An ML showdown in search of the best tool

Aiko Klostermann

Published: March 10, 2019

Ever burgeoning digital data combined with impressive research has lead to a rising interest in Machine Learning or ML, which has further powered a vibrant ecosystem of technologies, frameworks, and libraries in the space. So, today, when technologists are trying to solve a problem leveraging ML, the sheer volume of possible approaches can leave them overwhelmed. This is exactly why I decided to lift the dense fog from around the current ML landscape by delving into this tech and its popular subset, deep learning.

I have employed a data-driven approach and have created a ranking system where each ML tech is rated on certain features. This should help decide what works best for a technologist’s use case scenario. I also restricted my analysis to the most popular technologies that, at the time of writing this paper, enjoyed no less than a 6.500 stars (for deep learning) or 1.300 stars (for statistical learning and shallow neural networks) on Github.

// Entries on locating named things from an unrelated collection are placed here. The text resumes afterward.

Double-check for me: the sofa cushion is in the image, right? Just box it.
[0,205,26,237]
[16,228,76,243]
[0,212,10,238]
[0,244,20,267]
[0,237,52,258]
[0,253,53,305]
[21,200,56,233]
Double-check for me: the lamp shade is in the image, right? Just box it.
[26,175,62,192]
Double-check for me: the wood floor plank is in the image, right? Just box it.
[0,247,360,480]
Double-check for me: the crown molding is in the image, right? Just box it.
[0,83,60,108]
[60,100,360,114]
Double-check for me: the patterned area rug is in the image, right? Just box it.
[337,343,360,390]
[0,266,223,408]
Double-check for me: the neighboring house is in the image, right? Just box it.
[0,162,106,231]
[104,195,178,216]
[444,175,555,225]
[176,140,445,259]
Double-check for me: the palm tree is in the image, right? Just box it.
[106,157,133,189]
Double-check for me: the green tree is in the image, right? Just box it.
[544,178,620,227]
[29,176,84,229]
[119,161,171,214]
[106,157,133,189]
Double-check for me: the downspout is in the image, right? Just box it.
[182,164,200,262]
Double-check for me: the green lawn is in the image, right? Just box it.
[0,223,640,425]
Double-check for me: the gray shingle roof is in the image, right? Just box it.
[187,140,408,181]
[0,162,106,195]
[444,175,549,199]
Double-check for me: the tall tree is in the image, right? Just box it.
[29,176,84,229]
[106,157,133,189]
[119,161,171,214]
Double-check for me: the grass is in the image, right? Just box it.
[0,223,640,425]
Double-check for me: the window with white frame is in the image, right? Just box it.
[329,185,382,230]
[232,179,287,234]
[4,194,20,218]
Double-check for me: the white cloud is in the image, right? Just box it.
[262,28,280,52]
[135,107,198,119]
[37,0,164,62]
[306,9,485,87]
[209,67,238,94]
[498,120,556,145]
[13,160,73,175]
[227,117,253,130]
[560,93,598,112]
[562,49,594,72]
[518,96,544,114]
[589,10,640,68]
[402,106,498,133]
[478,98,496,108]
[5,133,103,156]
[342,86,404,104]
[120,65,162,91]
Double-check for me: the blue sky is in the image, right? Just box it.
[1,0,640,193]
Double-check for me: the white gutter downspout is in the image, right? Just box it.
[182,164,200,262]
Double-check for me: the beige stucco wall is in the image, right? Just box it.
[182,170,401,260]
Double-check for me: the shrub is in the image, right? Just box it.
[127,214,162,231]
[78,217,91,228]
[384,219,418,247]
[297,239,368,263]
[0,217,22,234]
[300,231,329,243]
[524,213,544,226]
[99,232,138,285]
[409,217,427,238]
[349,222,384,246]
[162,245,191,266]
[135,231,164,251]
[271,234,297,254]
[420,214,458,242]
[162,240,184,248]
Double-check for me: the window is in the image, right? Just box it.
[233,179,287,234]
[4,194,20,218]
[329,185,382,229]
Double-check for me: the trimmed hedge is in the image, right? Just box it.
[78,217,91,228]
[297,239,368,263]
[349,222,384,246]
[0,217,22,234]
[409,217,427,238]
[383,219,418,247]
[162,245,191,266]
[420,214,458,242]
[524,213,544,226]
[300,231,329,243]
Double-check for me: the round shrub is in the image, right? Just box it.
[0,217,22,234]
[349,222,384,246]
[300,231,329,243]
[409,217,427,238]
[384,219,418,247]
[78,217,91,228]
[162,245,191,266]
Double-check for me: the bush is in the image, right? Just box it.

Here are the factors that I took into consideration for my data-driven analysis -

Ease of setup: A new technology can set the mood for the entire development journey which is why you need to weigh the difference between a simple pip/brew/conda/apt-get install, and building a tool and its dependencies from source.
Usability: The learning curve coupled with the tool’s intuitiveness are good indicators of an ‘easy or tough application’. But, these are rather subjective factors because they are determined by one’s own level of experience as well.
Adoption rate within the community: Popularity can hint at a tool doing something right. That popularity is also an indicator for the community support one can expect when running into problems while working with the said tool.
Degrees of freedom: Some models’ parameters might need specificity while others allow for flexibility. An example of this is the number of possible infrastructure configurations. And, this could be a deterrent or not depending on one’s use.

Now, let’s look at the devised ranking system based on the above-discussed parameters -

Quite honestly, this rating system will help one arrive at meta conclusions regarding the technology into consideration. In other words, it will help one make broad decisions regarding their development path, but the finer points will depend on the definition of the task laid out before them.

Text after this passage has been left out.